This Dagstuhl Seminar marks the latest entry in a sequence of very successful Dagstuhl Seminars dedicated to the theoretical analysis of ROHs. In this seminar, we will focus on three topics in this domain that have also received increased interest over the last years and were not featured in this level of detail in any of the previous seminars of this series: (1) multi-objective optimization, (2) mixed-variable optimization, and (3) optimization under uncertainty.
Multi-objective optimization considers problems with multiple, conflicting objectives. Consequently, solutions are no longer necessarily comparable with each other, and the aim is to find optimal tradeoffs in the objectives, known as the Pareto optima. The theoretical analysis of ROHs has seen a drastic surge within the last few years, but there are still many questions unanswered, even on fundamental aspects. Mixed-variable optimization considers problems that feature both continuous and discrete variables. ROHs for mixed problems recently attracted considerable attention from the community. This seminar thus offers the perfect opportunity to bring together experts from both domains, and we believe that it will foster the recently more strongly emerging collaboration between both domains.
Optimization under uncertainty considers problems where the data or its evaluation is subject to missing information, such as in the case of noise.
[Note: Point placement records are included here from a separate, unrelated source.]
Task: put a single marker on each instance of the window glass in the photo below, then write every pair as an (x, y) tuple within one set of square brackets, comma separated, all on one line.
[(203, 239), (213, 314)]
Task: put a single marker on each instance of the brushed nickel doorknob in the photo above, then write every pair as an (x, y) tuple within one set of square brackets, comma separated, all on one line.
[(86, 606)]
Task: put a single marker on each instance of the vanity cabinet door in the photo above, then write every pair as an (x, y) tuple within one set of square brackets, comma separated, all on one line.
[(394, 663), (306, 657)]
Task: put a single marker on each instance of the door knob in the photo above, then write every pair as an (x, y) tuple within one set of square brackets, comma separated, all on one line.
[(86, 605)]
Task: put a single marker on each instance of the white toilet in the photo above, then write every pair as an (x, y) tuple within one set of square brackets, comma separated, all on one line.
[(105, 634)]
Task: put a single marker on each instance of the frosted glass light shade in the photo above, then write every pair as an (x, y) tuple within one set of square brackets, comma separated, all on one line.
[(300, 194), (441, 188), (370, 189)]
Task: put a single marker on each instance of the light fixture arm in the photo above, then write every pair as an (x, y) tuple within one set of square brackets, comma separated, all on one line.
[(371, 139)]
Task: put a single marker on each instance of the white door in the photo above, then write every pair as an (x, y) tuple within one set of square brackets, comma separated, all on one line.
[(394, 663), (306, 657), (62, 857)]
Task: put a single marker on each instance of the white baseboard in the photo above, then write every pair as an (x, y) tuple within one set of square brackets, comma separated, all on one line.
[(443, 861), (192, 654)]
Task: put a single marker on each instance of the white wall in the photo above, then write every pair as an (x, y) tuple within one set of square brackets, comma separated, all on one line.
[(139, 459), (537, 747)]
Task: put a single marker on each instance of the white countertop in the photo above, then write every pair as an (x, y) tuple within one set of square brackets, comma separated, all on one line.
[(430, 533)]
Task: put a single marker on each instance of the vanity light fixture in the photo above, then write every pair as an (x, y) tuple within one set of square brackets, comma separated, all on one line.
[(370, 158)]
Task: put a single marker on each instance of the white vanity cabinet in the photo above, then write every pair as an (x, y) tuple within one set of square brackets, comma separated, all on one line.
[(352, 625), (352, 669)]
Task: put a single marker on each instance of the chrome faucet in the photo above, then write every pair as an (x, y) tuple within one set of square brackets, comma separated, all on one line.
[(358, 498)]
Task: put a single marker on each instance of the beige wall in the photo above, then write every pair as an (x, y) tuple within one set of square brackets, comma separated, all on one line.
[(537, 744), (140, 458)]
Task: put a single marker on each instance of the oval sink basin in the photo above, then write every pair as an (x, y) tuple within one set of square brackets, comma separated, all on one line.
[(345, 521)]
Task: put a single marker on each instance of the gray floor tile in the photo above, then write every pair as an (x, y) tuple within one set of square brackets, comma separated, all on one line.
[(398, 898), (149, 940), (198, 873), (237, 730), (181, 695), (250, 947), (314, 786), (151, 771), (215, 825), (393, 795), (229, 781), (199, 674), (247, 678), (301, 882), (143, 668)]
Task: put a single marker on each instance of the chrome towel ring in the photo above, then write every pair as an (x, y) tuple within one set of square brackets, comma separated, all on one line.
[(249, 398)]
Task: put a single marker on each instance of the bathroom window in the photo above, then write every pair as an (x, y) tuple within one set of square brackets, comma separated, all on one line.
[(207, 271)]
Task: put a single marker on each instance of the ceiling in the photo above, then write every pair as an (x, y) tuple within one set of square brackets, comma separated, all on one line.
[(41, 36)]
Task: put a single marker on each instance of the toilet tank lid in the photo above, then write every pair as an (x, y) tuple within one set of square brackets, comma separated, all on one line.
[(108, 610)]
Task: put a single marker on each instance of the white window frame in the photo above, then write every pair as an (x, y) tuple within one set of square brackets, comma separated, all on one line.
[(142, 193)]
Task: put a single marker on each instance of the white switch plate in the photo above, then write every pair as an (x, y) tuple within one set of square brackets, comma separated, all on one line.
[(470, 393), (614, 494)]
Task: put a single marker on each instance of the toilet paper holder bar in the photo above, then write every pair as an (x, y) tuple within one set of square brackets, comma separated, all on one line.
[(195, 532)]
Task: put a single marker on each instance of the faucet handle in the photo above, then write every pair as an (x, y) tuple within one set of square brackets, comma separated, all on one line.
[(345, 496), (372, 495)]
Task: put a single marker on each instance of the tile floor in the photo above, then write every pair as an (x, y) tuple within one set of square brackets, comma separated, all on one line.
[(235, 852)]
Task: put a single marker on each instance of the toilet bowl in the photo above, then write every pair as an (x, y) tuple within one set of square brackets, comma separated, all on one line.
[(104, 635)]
Since this is a topic that also shows up in many other areas of science, there exists a plethora of approaches to deal with uncertainty, many of which have not been considered with theoretical rigor yet.
As with each iteration, we are looking forward to having a lively exchange between the diverse set of participants. We are very happy to welcome experts from within the ROH community, experts from neighboring areas, as well as junior researchers. There is plenty of room to have engaging discussions on various interesting and important topics that can lead to new collaborations and inspiring ideas.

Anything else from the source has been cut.